In occasione del lancio del progetto "Screening per la salute della memoria e della concentrazione", svoltosi recentemente a Ho Chi Minh City, il dottor Phung Cong Thang, vicepresidente dell'Associazione vietnamita per i disturbi neurologici cognitivi, ha affermato che il declino cognitivo si riferisce a una diminuzione della capacità del cervello di pensare, ricordare, usare il linguaggio e svolgere altre funzioni cognitive.
Gli studi dimostrano che il 3-8% dei giovani sperimenta un declino cognitivo.
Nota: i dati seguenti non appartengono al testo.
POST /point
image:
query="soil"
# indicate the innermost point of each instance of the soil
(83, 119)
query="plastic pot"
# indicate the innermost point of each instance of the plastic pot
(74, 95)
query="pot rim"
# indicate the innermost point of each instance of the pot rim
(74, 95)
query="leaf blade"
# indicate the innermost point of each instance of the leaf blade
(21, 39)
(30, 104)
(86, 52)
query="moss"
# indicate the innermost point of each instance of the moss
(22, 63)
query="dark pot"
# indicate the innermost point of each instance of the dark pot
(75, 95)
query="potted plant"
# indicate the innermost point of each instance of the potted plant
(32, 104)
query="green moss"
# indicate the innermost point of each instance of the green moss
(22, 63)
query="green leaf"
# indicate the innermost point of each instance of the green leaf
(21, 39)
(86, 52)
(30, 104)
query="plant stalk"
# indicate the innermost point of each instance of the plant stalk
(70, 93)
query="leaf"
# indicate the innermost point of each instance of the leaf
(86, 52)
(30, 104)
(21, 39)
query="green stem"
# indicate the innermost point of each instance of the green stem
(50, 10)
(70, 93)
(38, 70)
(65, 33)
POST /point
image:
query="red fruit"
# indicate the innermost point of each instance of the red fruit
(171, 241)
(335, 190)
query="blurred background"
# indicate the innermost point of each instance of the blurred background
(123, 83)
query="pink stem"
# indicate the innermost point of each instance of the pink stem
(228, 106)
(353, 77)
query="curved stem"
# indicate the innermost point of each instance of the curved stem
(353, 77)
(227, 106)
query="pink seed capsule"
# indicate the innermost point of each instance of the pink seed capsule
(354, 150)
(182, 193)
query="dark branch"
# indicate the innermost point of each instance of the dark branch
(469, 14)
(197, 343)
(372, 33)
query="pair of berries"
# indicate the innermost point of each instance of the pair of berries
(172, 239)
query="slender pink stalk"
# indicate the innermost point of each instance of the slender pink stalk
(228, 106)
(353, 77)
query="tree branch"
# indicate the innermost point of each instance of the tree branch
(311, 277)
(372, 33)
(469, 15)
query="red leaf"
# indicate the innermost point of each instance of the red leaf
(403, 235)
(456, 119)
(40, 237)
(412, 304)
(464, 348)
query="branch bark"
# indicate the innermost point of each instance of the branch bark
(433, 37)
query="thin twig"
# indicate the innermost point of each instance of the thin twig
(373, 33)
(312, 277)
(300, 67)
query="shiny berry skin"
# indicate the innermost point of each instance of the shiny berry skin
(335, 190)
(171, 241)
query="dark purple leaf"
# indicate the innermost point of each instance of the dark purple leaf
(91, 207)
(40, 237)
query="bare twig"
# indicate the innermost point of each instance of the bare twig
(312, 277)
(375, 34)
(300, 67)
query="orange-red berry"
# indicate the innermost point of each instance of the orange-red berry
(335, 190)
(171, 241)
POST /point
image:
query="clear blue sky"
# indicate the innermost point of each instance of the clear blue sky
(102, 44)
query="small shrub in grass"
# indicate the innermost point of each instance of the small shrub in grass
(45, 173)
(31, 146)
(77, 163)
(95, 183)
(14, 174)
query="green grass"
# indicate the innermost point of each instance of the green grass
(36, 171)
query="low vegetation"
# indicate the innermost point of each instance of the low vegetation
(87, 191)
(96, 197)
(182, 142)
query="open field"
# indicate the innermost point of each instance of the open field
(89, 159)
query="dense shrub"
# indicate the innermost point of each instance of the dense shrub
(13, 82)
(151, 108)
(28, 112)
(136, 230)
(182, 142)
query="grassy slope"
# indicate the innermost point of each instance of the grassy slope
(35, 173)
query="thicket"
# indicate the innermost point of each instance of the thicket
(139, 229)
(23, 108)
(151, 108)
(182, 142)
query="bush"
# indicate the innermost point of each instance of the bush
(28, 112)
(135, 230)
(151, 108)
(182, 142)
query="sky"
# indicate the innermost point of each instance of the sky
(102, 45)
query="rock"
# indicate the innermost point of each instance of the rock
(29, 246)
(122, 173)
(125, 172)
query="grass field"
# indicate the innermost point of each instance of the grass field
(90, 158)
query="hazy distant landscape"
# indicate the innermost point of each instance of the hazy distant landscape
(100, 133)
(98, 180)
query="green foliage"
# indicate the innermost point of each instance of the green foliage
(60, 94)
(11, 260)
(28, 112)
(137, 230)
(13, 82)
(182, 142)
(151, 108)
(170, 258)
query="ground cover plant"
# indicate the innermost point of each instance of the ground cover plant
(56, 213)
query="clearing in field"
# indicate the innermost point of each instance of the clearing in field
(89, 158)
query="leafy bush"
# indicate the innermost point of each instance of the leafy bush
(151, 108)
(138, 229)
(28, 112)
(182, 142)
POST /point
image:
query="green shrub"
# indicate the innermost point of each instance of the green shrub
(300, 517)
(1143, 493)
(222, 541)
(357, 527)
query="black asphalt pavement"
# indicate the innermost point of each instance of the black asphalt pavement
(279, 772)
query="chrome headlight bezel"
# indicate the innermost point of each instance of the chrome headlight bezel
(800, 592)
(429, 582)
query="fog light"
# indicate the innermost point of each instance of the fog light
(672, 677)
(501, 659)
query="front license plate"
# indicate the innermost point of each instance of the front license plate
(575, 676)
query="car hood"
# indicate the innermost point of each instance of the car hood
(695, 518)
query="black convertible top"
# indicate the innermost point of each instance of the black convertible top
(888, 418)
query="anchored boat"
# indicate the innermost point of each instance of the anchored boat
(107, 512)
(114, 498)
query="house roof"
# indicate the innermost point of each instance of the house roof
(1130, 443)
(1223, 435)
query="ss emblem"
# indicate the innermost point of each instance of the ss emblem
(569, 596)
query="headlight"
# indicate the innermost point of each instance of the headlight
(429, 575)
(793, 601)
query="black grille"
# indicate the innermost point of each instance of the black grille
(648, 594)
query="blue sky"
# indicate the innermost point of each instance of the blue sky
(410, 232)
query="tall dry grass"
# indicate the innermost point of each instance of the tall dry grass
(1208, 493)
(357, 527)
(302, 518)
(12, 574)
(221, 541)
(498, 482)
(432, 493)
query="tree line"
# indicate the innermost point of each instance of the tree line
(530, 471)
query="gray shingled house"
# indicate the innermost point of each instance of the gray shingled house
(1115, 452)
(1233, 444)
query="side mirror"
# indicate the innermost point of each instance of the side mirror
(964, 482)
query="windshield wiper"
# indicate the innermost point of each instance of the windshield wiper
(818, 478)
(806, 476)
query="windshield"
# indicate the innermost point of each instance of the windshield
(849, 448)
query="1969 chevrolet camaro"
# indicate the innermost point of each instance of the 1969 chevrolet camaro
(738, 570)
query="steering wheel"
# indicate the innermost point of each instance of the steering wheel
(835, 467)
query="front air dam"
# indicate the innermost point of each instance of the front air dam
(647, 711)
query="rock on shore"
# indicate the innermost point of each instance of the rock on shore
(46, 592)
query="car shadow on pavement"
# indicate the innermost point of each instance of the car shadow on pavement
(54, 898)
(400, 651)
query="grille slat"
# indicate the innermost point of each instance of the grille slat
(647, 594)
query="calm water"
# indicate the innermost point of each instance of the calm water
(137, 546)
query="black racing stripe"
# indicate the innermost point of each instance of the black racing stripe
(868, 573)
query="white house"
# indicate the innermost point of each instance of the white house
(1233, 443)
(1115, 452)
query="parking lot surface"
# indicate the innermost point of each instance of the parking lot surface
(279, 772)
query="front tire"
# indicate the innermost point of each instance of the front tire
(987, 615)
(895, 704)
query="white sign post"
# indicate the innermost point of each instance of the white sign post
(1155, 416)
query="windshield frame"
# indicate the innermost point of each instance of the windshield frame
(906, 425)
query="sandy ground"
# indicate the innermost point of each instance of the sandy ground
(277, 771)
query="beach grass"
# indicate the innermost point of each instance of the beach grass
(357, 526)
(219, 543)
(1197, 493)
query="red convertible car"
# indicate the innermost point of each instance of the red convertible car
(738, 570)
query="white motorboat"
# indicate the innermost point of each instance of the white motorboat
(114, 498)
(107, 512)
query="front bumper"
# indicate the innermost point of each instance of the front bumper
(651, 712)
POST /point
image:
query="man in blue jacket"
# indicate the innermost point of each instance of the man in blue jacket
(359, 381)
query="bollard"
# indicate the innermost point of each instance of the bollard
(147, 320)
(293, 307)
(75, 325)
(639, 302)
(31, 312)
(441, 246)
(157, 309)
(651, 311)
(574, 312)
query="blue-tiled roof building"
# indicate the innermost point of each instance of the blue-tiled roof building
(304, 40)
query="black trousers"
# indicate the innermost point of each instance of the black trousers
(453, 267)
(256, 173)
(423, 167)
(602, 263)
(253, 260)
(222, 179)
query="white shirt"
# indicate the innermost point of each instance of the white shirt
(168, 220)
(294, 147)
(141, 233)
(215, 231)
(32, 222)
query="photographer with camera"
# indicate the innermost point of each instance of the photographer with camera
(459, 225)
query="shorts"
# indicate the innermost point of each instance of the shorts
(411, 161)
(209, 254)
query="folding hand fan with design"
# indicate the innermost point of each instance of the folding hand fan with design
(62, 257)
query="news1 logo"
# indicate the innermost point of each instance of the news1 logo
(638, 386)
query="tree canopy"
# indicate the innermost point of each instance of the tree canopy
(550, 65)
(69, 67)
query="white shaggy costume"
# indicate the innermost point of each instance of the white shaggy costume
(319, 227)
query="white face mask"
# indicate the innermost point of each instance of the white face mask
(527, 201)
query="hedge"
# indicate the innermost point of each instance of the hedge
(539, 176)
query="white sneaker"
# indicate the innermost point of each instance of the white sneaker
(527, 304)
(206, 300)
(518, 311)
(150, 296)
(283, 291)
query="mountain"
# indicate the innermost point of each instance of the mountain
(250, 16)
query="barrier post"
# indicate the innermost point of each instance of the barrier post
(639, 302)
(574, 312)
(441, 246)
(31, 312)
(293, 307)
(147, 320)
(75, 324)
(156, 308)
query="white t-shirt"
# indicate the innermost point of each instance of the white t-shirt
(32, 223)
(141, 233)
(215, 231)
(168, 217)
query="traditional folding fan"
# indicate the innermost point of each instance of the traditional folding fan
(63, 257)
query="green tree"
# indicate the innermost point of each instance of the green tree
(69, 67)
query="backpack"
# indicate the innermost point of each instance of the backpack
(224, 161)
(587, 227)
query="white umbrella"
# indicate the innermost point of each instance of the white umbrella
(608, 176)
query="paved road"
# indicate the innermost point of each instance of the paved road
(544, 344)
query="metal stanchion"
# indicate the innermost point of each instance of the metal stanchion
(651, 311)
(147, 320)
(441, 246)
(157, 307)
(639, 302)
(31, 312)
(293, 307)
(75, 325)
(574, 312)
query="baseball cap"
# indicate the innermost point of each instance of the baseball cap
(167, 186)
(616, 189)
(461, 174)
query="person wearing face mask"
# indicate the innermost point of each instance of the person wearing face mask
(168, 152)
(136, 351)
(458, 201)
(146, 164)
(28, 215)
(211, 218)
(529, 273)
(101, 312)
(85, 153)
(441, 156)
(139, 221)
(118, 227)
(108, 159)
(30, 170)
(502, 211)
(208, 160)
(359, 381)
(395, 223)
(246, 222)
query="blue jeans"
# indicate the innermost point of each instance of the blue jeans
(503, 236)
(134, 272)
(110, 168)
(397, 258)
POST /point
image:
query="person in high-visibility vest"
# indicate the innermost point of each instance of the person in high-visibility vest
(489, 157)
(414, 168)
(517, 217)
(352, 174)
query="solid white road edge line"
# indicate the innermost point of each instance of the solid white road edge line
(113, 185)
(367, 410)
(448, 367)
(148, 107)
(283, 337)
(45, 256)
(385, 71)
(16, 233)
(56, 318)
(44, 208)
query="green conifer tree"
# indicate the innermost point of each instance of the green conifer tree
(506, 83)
Questa condizione è causata da tre fattori.

Nel corso del programma, esperti condividono approfondimenti sui disturbi cognitivi nei giovani (Foto: Organizzatori).
In primo luogo, vi sono fattori neurologici, come lesioni cerebrali traumatiche lievi, depressione, disturbi d'ansia, stress cronico e disturbi del sonno. In secondo luogo, vi sono fattori metabolici e vascolari, come ipertensione, diabete di tipo 2, sindrome metabolica e obesità (in particolare obesità addominale).
In terzo luogo, i fattori legati allo stile di vita e alla sfera sociale. Questi includono la mancanza di attività fisica; diete ricche di grassi saturi e povere di verdura; il fumo e l'abuso di alcol; un lavoro stressante e una prolungata privazione del sonno; e professioni che comportano l'esposizione a solventi organici e metalli pesanti.
Secondo gli esperti, il lieve deterioramento cognitivo (MCI) rappresenta una fase intermedia tra il normale processo di invecchiamento e disturbi della memoria più gravi. La ridotta capacità di concentrazione e la compromissione della memoria di lavoro sono due manifestazioni comuni di questa condizione.
Di questi casi, il 25% svilupperà la demenza.
"Alcune persone, mentre lavorano, improvvisamente dimenticano ciò che hanno fatto, ciò che stanno facendo e ciò che hanno intenzione di fare", ha affermato il dottor Phung Cong Thang, citando questo sintomo come esempio.

La ridotta capacità di concentrazione e la compromissione della memoria di lavoro sono due manifestazioni comuni del declino cognitivo (Immagine illustrativa: LC).
Pertanto, è stato implementato il Programma di screening per la salute della memoria e della concentrazione (Tnmindtest) al fine di potenziare le competenze professionali dei farmacisti nella consulenza e nel supporto ai clienti in merito allo screening di problematiche legate alla memoria e alla concentrazione.
Il programma si propone inoltre di individuare i primi segni di lieve declino cognitivo nelle persone di età compresa tra i 35 e i 50 anni.
TNmindtest è uno strumento digitale per la valutazione della memoria e della concentrazione, basato sui criteri diagnostici per il lieve deterioramento cognitivo stabiliti nel 2011 dalla National Alzheimer's Association of America (NIA-AA).
Il test si concentra su funzioni che spesso risultano compromesse precocemente nei giovani, come la memoria episodica, la capacità di apprendere e conservare nuove informazioni, la memoria di lavoro e la capacità di conservare ed elaborare informazioni a breve termine.
Per trattare il declino cognitivo, gli esperti affermano che l'attenzione dovrebbe concentrarsi sul miglioramento della funzione cognitiva e della qualità della vita dei pazienti, combinando diversi approcci e trattamenti personalizzati.
A seconda della causa e della gravità del declino cognitivo, i pazienti riceveranno un trattamento che includerà farmaci, terapia cognitiva combinata con modifiche dello stile di vita e partecipazione ad attività sociali e intellettuali. Anche i controlli sanitari regolari sono importanti per la diagnosi precoce e l'intervento tempestivo.